Anche nel caso del Putto, quindi, è emersa la necessità di procedere “a un intervento di restauro che eliminasse dalla superficie le sostanze estranee – ha precisato Violini –, conferendo la corretta leggibilità alla pellicola pittorica originale”. Il gruppo così costituito ha scelto di ripartire da una vicenda critica cruciale per il dipinto in esame, ovvero i due articoli comparsi contestualmente sul Bollettino d’arte del 1960, scritti da due persone che la pensavano in maniera opposta. Da un lato, c’era Luigi Salerno, allora ispettore della Soprintendenza ai monumenti di Roma e del Lazio; dall’altro Pico Cellini, che aveva appena concluso il delicato restauro dell’affresco conservato in Sant’Agostino. Per il primo si trattava di un falso realizzato dallo stesso Wicar; per il secondo si trattava, invece, di una figura certamente attribuibile alla mano del Sanzio. Cellini, confortato da analisi tecniche, sosteneva la probabile derivazione dei due infanti dal medesimo cartone e intuiva l’elevata qualità pittorica del frammento, ma soprattutto riconduceva la sua provenienza alla testimonianza di Vasari che menzionava una prima versione dell’Isaia realizzata e distrutta poco dopo dallo stesso Raffaello.
Il progetto odierno è ripartito proprio da questa querelle, smontando punto per punto ciascuna delle due tesi e sottoponendole a verifica.

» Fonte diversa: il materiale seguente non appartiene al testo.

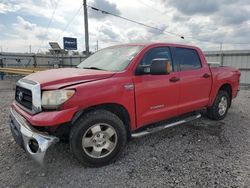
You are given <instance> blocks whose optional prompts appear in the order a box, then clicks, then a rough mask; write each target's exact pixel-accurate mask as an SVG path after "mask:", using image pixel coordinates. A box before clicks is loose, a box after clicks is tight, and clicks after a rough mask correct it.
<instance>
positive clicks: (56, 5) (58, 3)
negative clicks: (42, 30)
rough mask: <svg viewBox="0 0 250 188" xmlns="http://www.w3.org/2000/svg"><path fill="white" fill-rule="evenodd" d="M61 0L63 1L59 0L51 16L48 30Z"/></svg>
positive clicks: (47, 28)
mask: <svg viewBox="0 0 250 188" xmlns="http://www.w3.org/2000/svg"><path fill="white" fill-rule="evenodd" d="M60 1H61V0H58V1H57V2H56V6H55V8H54V11H53V13H52V15H51V17H50V20H49V23H48V25H47V30H48V28H49V27H50V24H51V23H52V20H53V19H54V16H55V13H56V9H57V6H58V4H59V2H60Z"/></svg>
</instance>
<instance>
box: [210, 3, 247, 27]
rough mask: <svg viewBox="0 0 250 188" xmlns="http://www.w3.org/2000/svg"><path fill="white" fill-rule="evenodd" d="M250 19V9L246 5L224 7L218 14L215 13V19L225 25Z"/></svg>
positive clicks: (242, 21) (218, 12)
mask: <svg viewBox="0 0 250 188" xmlns="http://www.w3.org/2000/svg"><path fill="white" fill-rule="evenodd" d="M249 19H250V10H247V9H245V8H244V7H238V8H237V10H236V8H235V6H229V7H224V8H223V9H221V10H220V11H219V12H218V14H216V15H214V21H218V22H220V23H222V24H224V25H238V24H242V23H243V22H245V21H247V20H249Z"/></svg>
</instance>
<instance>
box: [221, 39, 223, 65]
mask: <svg viewBox="0 0 250 188" xmlns="http://www.w3.org/2000/svg"><path fill="white" fill-rule="evenodd" d="M220 64H221V65H222V66H223V52H222V42H221V43H220Z"/></svg>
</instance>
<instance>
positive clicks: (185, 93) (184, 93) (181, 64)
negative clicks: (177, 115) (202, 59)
mask: <svg viewBox="0 0 250 188" xmlns="http://www.w3.org/2000/svg"><path fill="white" fill-rule="evenodd" d="M173 51H174V53H173V54H174V56H173V59H174V62H175V63H176V64H179V69H180V74H179V76H180V82H179V83H180V101H179V114H184V113H187V112H191V111H194V110H198V109H200V108H202V107H204V106H206V105H207V104H208V101H209V95H210V90H211V85H212V80H211V77H212V76H211V73H210V69H209V67H208V66H207V64H202V61H201V59H200V56H199V54H198V53H197V51H196V50H195V49H190V48H179V47H178V48H174V49H173Z"/></svg>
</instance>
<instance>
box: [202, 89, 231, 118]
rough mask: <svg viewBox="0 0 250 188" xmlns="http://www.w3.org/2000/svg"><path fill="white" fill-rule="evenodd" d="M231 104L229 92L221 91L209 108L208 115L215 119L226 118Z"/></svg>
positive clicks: (207, 114)
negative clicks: (229, 95)
mask: <svg viewBox="0 0 250 188" xmlns="http://www.w3.org/2000/svg"><path fill="white" fill-rule="evenodd" d="M229 106H230V97H229V95H228V92H226V91H223V90H221V91H219V92H218V95H217V96H216V98H215V101H214V103H213V105H212V106H211V107H209V108H208V109H207V115H208V117H209V118H211V119H214V120H221V119H224V118H225V117H226V115H227V112H228V109H229Z"/></svg>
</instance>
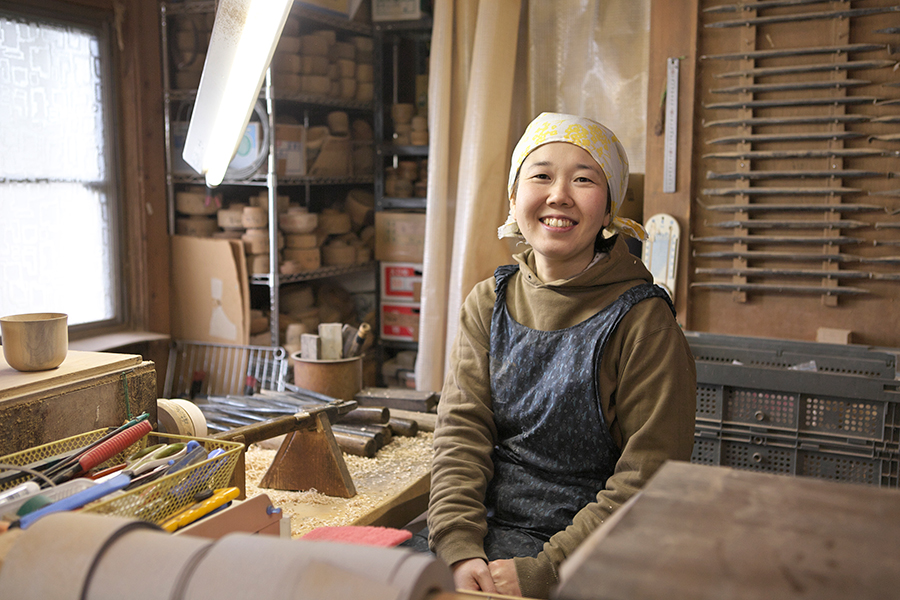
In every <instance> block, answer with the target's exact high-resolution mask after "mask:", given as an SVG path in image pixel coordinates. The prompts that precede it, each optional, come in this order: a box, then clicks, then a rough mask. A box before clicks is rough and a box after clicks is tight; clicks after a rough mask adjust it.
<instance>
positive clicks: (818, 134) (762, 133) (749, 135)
mask: <svg viewBox="0 0 900 600" xmlns="http://www.w3.org/2000/svg"><path fill="white" fill-rule="evenodd" d="M861 137H866V134H865V133H857V132H855V131H821V132H815V133H753V134H747V135H732V136H728V137H723V138H715V139H712V140H707V141H706V143H707V144H760V143H764V142H774V143H781V142H822V141H828V140H855V139H859V138H861ZM870 139H871V138H870Z"/></svg>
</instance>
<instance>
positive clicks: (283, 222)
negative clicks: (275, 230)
mask: <svg viewBox="0 0 900 600" xmlns="http://www.w3.org/2000/svg"><path fill="white" fill-rule="evenodd" d="M318 224H319V215H318V214H316V213H311V212H306V211H303V210H288V211H287V212H286V213H284V214H282V215H281V216H279V217H278V227H279V229H281V230H282V231H283V232H285V233H311V232H313V231H315V229H316V226H317V225H318Z"/></svg>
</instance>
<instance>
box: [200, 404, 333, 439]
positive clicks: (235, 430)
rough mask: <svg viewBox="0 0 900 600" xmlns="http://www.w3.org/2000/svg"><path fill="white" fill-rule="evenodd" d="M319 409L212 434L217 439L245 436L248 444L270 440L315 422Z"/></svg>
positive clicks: (273, 419)
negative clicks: (303, 426) (263, 440)
mask: <svg viewBox="0 0 900 600" xmlns="http://www.w3.org/2000/svg"><path fill="white" fill-rule="evenodd" d="M316 412H319V410H315V409H314V410H311V411H309V412H308V413H306V414H296V415H286V416H284V417H276V418H274V419H269V420H268V421H262V422H260V423H252V424H250V425H244V426H243V427H236V428H234V429H229V430H228V431H223V432H221V433H217V434H215V435H213V436H211V437H212V438H213V439H216V440H225V441H233V440H236V439H237V438H243V442H244V443H245V444H247V445H250V444H255V443H256V442H261V441H263V440H268V439H270V438H273V437H278V436H279V435H284V434H286V433H290V432H292V431H297V430H298V429H300V428H301V427H303V426H305V425H307V424H309V423H312V422H314V421H313V415H314V414H315V413H316Z"/></svg>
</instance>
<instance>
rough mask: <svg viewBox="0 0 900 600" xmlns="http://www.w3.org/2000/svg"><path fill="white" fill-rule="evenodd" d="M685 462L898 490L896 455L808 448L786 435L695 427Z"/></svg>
mask: <svg viewBox="0 0 900 600" xmlns="http://www.w3.org/2000/svg"><path fill="white" fill-rule="evenodd" d="M691 462H694V463H698V464H706V465H716V466H725V467H732V468H736V469H744V470H751V471H760V472H765V473H773V474H781V475H794V476H803V477H814V478H817V479H826V480H831V481H839V482H844V483H860V484H867V485H874V486H878V487H887V488H897V487H900V483H898V482H900V455H898V454H897V453H896V452H890V451H886V450H883V449H873V448H859V447H854V446H850V445H841V444H839V443H811V442H805V441H803V440H801V439H799V438H791V437H790V436H783V437H782V436H777V435H771V434H763V433H755V432H750V431H733V430H721V429H715V428H705V427H703V426H702V425H698V427H697V428H696V430H695V433H694V450H693V453H692V455H691Z"/></svg>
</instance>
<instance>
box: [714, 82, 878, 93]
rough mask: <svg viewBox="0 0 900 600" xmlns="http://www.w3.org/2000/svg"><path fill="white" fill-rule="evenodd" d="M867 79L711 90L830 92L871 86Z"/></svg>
mask: <svg viewBox="0 0 900 600" xmlns="http://www.w3.org/2000/svg"><path fill="white" fill-rule="evenodd" d="M870 83H872V82H871V81H866V80H865V79H842V80H837V81H800V82H792V83H753V84H749V85H736V86H732V87H725V88H711V89H710V90H709V91H710V92H711V93H713V94H760V93H765V92H789V91H795V90H826V89H828V90H830V89H841V88H848V87H857V86H860V85H869V84H870Z"/></svg>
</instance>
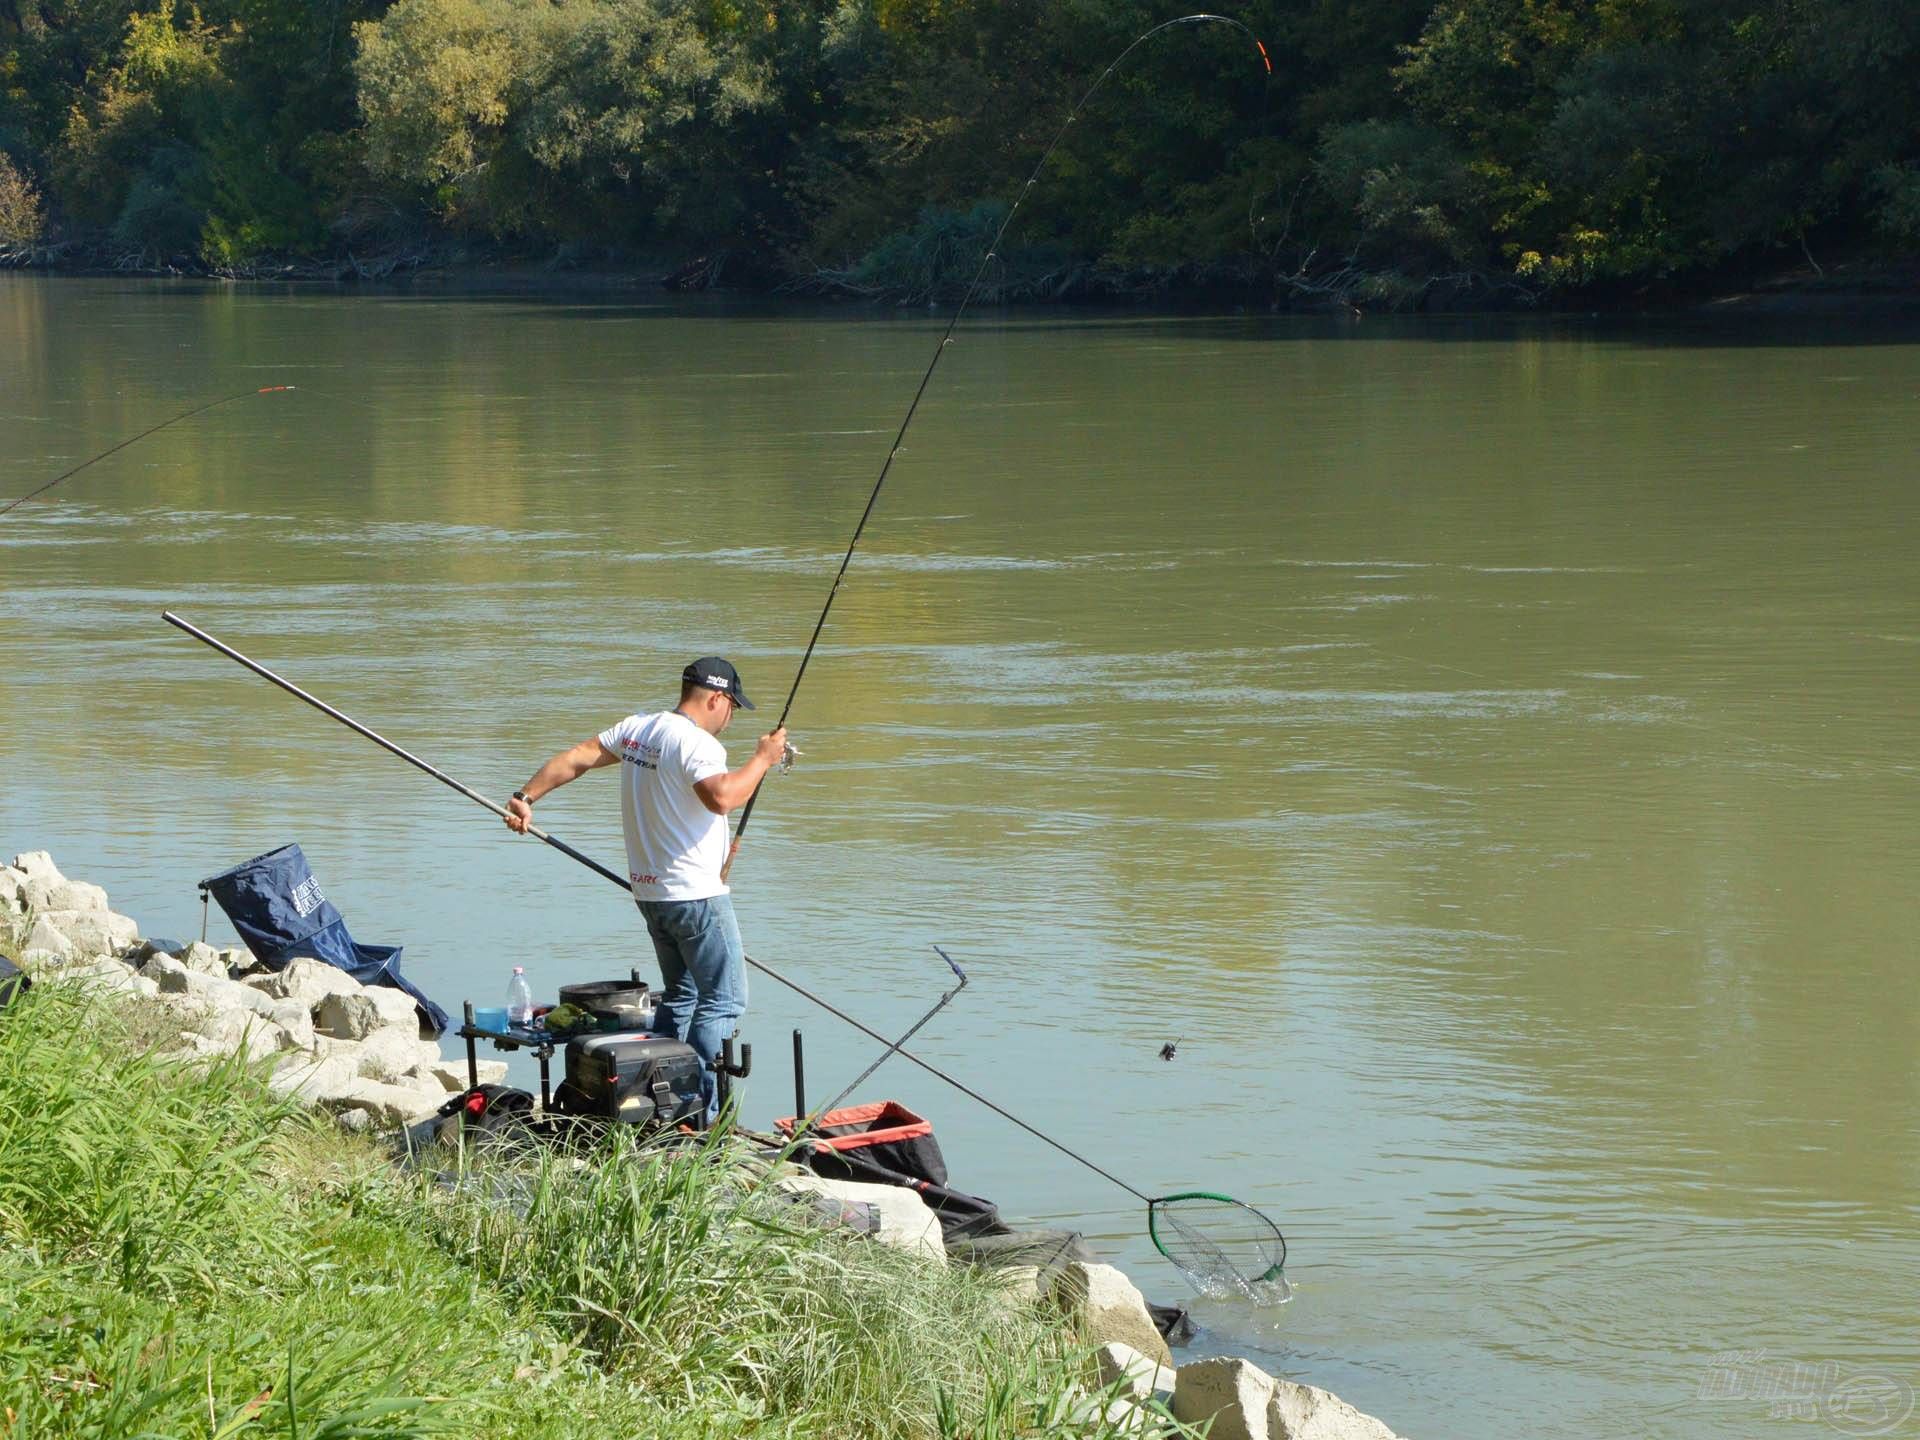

Le ricerche della Ginzburg e le analisi di fluorescenza dei raggi X per la caratterizzazione dei pigmenti di Falcucci hanno consentito di ricostruire, attraverso riproduzioni grafiche, pittoriche e fotografiche, l’aspetto che l’opera ha via via assunto nel corso dei secoli, gli interventi cui è stata sottoposta e la considerazione critica nelle fonti otto-novecentesche in rapporto alla questione dell’attribuzione, in molti momenti messa in dubbio proprio per via delle condizioni conservative della stessa opera. “Siamo molto orgogliosi di questo esito eccezionale – conclude Bulgari –. All’inizio non potevo certo immaginare che il risultato sarebbe stato quello della probabile attribuzione a Raffaello”. Il Putto è, quindi, suo e oggi – finalmente – ha una nuova vita.